Construction on the long-awaited Highway 12 sidewalks and streetlights project won’t start as soon as county officials originally thought. That’s because the project will have to be rebid as a result of county planning errors.

The original bids were opened on April 23, but last week letters went out to the four bidders that all bids were being rejected.

Susan Klassen, the county’s Transportation and Public Works director, said that while the bids were being analyzed, some issues arose.

“We discovered that we made some errors in our plans with some of the quantities,” she said. “During our analysis, we started seeing some anomalies that made us go back and check our quantities.”

Klassen called it “unfortunate,” and said she hopes it won’t delay the project significantly.

“We have to make corrections in our plans,” she said. “And that will take us a couple of weeks. Then we have to advertise (the project) again.”
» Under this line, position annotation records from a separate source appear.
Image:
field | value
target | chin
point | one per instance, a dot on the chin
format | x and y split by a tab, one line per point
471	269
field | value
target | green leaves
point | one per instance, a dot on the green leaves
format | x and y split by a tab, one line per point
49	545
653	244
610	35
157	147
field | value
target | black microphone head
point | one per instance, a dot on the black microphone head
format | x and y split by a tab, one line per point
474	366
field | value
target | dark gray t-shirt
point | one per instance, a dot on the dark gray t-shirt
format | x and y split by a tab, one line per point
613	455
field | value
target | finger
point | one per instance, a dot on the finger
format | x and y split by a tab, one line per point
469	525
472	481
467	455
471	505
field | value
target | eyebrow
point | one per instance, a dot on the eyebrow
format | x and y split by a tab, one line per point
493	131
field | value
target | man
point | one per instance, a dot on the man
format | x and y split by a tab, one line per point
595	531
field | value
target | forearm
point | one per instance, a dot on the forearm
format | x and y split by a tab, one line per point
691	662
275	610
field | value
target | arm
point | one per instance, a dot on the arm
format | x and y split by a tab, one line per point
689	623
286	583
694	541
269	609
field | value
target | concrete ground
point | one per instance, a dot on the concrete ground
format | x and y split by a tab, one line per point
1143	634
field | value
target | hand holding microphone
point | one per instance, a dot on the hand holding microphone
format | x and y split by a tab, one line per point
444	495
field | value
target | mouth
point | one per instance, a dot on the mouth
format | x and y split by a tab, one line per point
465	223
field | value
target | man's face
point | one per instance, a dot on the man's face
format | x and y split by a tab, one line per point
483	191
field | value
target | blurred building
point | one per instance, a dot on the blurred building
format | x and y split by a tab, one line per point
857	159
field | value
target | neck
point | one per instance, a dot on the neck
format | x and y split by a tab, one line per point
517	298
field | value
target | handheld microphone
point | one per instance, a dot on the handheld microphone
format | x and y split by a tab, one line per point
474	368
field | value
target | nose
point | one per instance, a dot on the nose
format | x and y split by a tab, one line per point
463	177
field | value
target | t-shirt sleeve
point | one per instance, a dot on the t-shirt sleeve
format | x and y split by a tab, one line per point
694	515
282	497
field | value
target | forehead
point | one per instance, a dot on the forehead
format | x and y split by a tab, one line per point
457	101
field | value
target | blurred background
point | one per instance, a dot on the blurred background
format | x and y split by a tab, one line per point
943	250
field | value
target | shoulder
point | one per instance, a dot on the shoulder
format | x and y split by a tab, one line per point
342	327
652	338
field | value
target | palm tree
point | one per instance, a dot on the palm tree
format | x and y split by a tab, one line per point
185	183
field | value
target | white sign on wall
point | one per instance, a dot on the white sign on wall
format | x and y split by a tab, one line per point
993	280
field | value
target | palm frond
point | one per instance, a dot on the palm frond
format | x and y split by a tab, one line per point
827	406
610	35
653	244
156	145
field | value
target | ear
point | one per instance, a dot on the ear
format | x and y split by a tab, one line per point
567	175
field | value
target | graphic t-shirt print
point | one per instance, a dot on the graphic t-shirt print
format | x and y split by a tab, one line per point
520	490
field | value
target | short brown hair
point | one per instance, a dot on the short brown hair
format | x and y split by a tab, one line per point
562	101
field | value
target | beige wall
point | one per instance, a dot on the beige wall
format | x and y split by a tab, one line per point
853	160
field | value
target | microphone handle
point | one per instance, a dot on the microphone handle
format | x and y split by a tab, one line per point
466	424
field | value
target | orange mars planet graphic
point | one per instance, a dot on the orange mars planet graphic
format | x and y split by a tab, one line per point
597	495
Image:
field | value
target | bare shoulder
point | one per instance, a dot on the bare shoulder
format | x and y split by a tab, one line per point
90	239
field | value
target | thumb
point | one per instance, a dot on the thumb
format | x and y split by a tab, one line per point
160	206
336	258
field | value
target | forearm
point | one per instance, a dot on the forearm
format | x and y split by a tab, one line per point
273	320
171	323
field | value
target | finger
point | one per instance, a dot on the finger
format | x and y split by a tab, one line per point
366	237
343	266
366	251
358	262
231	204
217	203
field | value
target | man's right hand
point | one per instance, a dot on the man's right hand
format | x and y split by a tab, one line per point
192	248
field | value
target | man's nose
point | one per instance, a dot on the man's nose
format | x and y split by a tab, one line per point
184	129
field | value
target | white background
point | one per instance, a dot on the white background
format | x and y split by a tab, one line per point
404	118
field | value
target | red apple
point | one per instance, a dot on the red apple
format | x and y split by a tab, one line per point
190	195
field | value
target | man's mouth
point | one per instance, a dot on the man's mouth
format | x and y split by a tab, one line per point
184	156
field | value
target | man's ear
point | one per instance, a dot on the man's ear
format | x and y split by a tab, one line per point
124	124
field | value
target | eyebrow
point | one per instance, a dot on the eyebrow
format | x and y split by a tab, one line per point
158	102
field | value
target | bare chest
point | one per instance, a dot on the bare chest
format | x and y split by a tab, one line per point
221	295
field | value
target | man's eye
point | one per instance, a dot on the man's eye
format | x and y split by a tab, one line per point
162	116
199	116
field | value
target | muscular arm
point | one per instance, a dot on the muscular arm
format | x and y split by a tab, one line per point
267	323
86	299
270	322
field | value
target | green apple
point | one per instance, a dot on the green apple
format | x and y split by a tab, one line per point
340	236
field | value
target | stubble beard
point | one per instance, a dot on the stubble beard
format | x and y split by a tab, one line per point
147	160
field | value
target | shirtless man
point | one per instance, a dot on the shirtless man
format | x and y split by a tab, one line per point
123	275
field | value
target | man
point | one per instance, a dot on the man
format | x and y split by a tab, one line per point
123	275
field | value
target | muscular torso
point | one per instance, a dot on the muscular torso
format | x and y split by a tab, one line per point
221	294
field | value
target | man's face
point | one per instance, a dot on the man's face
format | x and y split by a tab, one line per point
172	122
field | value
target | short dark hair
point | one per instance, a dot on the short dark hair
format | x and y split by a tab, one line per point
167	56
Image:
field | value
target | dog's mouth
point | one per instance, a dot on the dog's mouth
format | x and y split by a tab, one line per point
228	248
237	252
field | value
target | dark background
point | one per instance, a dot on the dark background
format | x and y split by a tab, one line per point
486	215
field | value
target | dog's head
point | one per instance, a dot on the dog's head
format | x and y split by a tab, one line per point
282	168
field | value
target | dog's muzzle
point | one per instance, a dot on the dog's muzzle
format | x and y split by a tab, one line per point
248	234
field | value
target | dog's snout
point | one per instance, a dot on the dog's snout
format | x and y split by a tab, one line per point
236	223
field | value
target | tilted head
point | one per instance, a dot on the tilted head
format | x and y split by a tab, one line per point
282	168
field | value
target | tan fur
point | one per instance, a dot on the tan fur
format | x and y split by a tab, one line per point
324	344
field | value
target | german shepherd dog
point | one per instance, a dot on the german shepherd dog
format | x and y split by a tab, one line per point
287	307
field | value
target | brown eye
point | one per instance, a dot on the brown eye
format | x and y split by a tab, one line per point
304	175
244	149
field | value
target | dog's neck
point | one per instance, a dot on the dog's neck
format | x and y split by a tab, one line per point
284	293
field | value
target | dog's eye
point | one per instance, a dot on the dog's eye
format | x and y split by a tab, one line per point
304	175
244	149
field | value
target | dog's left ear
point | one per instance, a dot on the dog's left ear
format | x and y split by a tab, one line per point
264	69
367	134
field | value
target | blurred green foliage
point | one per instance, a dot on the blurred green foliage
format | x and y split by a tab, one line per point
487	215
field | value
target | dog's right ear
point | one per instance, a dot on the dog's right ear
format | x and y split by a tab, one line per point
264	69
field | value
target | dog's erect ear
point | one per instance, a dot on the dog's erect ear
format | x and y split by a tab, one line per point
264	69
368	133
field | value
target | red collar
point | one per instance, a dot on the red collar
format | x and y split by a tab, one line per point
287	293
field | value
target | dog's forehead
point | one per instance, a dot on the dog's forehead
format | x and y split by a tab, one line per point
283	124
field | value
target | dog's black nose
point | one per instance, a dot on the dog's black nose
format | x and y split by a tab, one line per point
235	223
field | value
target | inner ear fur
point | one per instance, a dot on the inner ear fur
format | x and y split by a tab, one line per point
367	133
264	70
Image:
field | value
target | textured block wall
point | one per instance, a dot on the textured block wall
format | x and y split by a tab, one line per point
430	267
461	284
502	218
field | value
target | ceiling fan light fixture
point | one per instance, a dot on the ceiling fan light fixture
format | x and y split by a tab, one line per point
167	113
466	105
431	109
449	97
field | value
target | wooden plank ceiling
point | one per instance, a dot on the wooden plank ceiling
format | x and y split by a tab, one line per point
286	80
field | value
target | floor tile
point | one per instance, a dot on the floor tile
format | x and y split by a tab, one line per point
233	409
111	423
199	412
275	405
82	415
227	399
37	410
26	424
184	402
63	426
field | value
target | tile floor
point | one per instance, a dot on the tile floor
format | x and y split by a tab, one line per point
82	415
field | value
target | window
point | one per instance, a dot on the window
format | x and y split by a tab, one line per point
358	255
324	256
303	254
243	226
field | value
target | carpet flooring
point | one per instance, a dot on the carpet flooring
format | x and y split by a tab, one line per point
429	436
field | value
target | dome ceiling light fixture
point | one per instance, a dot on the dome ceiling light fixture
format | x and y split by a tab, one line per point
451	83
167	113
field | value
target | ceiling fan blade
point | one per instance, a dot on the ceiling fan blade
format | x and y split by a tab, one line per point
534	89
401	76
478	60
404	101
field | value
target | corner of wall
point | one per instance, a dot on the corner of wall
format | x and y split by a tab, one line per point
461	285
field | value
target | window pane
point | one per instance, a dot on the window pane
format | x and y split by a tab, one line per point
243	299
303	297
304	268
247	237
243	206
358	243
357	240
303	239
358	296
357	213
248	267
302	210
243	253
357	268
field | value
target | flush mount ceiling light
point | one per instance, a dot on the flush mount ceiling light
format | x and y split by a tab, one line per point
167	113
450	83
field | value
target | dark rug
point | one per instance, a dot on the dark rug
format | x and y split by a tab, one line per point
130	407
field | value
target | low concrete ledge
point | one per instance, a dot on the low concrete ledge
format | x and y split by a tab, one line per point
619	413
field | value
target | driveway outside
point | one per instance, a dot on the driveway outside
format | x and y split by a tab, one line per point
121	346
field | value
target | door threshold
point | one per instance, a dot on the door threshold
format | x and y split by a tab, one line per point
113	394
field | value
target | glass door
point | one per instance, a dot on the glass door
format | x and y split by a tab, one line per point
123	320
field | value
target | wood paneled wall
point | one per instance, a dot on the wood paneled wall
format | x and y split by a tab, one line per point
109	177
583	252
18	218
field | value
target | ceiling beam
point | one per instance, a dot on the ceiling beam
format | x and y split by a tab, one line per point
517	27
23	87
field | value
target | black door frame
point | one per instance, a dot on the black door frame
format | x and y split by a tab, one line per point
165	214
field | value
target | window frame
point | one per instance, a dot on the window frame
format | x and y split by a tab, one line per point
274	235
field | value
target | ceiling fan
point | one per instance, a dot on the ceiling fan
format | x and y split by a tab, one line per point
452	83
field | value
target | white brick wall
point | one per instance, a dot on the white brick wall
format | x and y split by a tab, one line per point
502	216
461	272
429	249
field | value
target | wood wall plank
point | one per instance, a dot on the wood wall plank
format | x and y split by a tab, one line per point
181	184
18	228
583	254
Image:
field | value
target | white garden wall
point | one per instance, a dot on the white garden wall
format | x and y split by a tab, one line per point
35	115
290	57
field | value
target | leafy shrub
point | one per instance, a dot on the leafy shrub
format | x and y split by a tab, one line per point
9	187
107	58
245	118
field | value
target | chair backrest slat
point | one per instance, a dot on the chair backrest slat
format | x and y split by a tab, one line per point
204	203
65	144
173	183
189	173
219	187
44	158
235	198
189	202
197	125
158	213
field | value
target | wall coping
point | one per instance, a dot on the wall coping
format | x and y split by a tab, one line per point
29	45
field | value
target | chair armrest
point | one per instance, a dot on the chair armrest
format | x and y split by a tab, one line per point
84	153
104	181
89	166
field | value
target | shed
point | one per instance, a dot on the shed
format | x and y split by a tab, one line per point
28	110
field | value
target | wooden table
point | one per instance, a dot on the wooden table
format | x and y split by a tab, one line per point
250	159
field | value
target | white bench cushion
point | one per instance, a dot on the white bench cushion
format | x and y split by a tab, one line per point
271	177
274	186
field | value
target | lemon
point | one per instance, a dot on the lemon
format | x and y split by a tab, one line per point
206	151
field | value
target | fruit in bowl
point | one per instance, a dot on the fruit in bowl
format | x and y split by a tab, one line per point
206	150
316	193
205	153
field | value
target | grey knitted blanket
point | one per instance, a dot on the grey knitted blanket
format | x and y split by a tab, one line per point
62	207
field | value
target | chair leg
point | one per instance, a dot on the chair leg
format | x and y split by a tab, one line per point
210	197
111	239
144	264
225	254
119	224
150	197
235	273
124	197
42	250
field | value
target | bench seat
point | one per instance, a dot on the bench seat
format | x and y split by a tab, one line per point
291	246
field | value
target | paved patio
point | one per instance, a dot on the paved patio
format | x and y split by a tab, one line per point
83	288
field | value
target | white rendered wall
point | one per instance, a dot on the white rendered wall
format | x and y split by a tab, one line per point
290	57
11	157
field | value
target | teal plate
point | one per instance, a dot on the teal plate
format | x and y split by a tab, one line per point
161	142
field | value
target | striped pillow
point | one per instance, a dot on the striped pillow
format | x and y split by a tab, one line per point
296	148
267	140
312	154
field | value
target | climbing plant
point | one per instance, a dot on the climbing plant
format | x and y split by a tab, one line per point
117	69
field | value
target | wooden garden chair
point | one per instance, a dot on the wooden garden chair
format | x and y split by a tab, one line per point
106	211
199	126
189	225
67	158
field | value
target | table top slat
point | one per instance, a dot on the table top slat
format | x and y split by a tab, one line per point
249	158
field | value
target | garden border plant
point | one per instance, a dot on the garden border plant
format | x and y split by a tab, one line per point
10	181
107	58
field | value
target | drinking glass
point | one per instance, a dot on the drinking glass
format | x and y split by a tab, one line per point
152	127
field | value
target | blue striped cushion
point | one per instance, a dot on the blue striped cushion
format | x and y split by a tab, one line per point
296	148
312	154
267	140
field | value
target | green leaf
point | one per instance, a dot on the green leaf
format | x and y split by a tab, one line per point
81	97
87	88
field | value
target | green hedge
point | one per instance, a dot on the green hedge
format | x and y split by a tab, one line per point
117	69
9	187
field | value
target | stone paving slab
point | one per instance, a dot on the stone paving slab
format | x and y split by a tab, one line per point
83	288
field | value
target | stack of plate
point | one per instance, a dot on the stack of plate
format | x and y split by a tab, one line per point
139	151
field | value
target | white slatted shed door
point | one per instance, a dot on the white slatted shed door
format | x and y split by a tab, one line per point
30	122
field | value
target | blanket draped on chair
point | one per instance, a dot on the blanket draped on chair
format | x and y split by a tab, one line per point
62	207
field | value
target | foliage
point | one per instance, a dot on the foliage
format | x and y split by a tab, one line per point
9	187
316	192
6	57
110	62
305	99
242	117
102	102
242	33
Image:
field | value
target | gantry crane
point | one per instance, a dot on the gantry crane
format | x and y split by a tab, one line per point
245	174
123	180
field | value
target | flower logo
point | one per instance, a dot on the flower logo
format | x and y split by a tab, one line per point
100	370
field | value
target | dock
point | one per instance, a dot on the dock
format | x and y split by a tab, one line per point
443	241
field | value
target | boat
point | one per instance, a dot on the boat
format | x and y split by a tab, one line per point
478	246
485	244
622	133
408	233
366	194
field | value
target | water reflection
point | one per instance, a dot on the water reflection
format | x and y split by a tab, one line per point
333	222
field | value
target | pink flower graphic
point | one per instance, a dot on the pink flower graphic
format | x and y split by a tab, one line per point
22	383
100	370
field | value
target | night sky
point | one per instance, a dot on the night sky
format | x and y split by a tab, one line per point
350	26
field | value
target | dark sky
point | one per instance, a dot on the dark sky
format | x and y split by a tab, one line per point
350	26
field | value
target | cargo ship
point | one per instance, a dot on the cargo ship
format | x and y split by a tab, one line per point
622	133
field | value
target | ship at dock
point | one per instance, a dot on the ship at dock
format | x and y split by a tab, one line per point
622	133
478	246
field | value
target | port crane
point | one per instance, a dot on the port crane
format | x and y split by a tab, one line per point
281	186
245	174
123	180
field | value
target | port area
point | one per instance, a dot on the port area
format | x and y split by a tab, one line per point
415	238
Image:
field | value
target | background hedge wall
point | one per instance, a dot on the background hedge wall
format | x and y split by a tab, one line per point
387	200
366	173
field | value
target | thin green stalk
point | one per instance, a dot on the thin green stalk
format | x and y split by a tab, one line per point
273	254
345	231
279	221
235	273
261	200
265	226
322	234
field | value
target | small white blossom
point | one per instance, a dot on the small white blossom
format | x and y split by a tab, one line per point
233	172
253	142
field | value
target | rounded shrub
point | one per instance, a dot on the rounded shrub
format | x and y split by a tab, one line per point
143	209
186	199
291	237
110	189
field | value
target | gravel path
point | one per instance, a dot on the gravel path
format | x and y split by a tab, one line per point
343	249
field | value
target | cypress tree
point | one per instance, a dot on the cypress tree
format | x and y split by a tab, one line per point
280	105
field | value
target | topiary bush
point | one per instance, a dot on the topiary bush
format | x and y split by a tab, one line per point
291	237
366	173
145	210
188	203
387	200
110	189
She couldn’t put a timeline on it, but with at least two weeks making corrections on the plans, and another 30-day bid cycle, it could be late June or sometime in July before the supervisors act on the new set of bids. Once the winning bid is accepted, the contractor has 90 days to start, which could push the start of construction to sometime this fall.

“We’re trying to do this as quickly as we can,” Klassen said.

The county estimated the cost of the project, which included sidewalks, streetlights, gutters and curbs and a left-hand-turn lane on Highway 12 from Boyes Boulevard to Agua Caliente Road, to be almost $5 million. Ghilotti Construction came in with the low bid of $4.5 million, O.C. Jones & Sons came in at $5.35 million, Argonaut Constructors bid was $5.36 million while Ghilotti Brothers, Inc. bid $5.8 million.

The county still has to receive an encroachment permit from Caltrans before the work can begin, but part of the encroachment permit is paperwork on the winning bidder.

“We need the encroachment permit because the county is making improvements on the state right-of-way,” she said. “And Caltrans needs to review everything.”

Caltrans has to certify all the proper environmental work, proper CEQA documents and coordination with the utilities, among other things.

“This is a complex project,” Klassen said. “Caltrans needs to review everything thoroughly.”

The permit process isn’t a slam dunk. The county has to submit documentation, Caltrans reviews and comments, the county resubmits and Caltrans does additional reviewing until it is satisfied with the project.

Klassen said the project, by law, would have to go to the lowest responsible bidder.

The county was a couple of months shy of putting the Highway 12 project out to bid in early 2012. But a decision by the state Supreme Court in December 2011 dissolved all of the state’s redevelopment agencies, including the Sonoma County Redevelopment Agency that was using redevelopment money to fund Highway 12 as it constructed the first phase.

At that point, everything stalled, and it wasn’t until late 2012 when the county’s board of supervisors allocated $450,000 to complete design work that the project started up again.

In May of last year, the supervisors approved a measure to transfer an estimated $24.5 million, between then and the 2016-17 fiscal year, to finish projects that were left up in the air when the county’s redevelopment agency was dissolved in February 2012. The funding will be money from the state that would have gone to the redevelopment agency.